The Navy Environmental and Preventive Medicine Unit (NEPMU) 2 hosted a Tropical Medicine Course conducted by the Walter Reed Army Institute of Research March 3-5.

The three-day mobile course was designed to improve medical providers' ability to identify, diagnose, and treat infectious diseases of significance to deploying and re-deploying U.S. service members and those of U.S. national strategic interest.

"The Tropical Medicine course put on by WRAIR is a class act. It met an important need for knowledge of infectious diseases faced by operational forces deploying to many parts of the world," said Capt. Christopher Clagett, NEPMU2 preventive medicine officer.

The course provides an overview of tropical medicine for medical personnel through lecture and laboratory identification. Discussion topics included disease prevention, diagnosis and control with the ultimate of goal of improved patient treatment. And for local area commands that may not have been able to attend the five-day course in Washington D.C., hosting similar training at NEPMU-2 was both cost-effective and convenient.

"This kind of knowledge is essential for two reasons. First, given that we lack the logistics capacity to take sufficient medications to treat large numbers of cases of disease, we must use knowledge of disease ecology to prevent cases among our personnel," said Clagett. "Second, these are diseases that do not commonly occur in the United States, so U.S. medical training often lacks any substantial content in them. Because of that lack, U.S. providers are often handicapped in both the recognition and clinical management of conditions that are at least mission-limiting when they are not fatal."
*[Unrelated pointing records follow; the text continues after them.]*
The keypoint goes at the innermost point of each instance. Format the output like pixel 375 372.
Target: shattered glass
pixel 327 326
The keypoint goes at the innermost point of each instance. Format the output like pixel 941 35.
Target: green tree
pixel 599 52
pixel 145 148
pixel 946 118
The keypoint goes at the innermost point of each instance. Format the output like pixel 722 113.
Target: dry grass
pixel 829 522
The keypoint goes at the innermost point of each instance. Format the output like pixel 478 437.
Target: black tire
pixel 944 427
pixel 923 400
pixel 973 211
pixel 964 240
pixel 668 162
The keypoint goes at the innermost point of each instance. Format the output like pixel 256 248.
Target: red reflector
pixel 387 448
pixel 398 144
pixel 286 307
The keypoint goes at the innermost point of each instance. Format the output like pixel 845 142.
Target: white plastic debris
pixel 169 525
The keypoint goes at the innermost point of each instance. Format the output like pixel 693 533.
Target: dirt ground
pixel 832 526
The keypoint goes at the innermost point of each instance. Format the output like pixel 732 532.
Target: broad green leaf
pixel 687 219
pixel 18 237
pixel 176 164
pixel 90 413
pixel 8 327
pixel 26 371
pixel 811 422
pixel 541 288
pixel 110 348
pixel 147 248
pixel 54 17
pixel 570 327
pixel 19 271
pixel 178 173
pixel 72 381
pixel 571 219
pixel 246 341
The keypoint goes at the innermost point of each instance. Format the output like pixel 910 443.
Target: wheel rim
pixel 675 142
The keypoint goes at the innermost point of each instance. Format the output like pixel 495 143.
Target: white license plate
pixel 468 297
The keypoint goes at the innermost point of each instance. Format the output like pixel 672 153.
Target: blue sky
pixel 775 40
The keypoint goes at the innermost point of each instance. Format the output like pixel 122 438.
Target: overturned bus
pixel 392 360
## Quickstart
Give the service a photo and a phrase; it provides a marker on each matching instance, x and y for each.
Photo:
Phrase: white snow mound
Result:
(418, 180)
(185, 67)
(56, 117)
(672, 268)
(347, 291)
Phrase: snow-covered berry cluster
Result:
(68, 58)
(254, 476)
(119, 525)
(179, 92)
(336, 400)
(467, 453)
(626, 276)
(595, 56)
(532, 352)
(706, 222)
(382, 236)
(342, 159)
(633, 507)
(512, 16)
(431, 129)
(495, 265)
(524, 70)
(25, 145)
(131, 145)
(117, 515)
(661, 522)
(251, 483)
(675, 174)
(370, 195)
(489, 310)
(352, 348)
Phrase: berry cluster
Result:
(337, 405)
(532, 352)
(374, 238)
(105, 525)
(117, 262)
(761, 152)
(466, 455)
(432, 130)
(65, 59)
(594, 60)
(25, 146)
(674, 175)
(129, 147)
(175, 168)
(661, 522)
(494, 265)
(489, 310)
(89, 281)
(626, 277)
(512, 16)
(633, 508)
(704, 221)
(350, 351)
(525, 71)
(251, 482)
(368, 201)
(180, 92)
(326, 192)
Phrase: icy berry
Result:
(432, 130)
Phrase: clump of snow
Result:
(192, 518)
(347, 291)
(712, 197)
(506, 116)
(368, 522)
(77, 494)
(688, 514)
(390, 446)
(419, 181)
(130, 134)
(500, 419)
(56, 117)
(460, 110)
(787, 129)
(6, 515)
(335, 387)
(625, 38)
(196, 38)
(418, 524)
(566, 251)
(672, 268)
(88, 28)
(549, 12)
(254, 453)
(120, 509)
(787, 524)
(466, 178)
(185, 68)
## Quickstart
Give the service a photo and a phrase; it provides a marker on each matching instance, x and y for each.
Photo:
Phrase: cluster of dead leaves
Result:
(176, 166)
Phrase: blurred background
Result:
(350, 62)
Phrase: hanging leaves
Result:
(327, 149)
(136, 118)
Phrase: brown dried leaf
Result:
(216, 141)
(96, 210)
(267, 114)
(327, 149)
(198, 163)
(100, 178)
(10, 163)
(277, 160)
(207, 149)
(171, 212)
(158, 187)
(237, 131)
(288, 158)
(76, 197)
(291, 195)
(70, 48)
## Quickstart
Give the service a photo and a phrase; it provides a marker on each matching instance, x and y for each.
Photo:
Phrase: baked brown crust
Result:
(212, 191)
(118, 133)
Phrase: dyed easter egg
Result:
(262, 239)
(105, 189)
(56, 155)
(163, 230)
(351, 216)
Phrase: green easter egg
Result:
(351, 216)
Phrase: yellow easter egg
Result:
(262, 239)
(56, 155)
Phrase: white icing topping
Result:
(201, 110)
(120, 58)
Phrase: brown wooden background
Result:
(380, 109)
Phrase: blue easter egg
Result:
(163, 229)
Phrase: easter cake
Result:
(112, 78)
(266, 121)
According to Hospital Corpsman 1st Class (FMF/SW) Michael Bigelow, NEPMU-2 preventive medicine technician, a basic knowledge of prevention and identification of infectious diseases is one of the many topics that a preventive medicine technician (PMT) should have, especially when deploying to parts of the world where these diseases are common.

"The course was not only a very thorough refresher, but I also learned many things that I did not previously know," said Bigelow. "The instructors were all subject matter experts in their respective fields, so they were very knowledgeable and were willing and able to answer any questions that were asked. I greatly enjoyed the course, and although I hope that nobody that I deploy with is exposed to one of the many diseases that were taught, I feel much better prepared if it happens."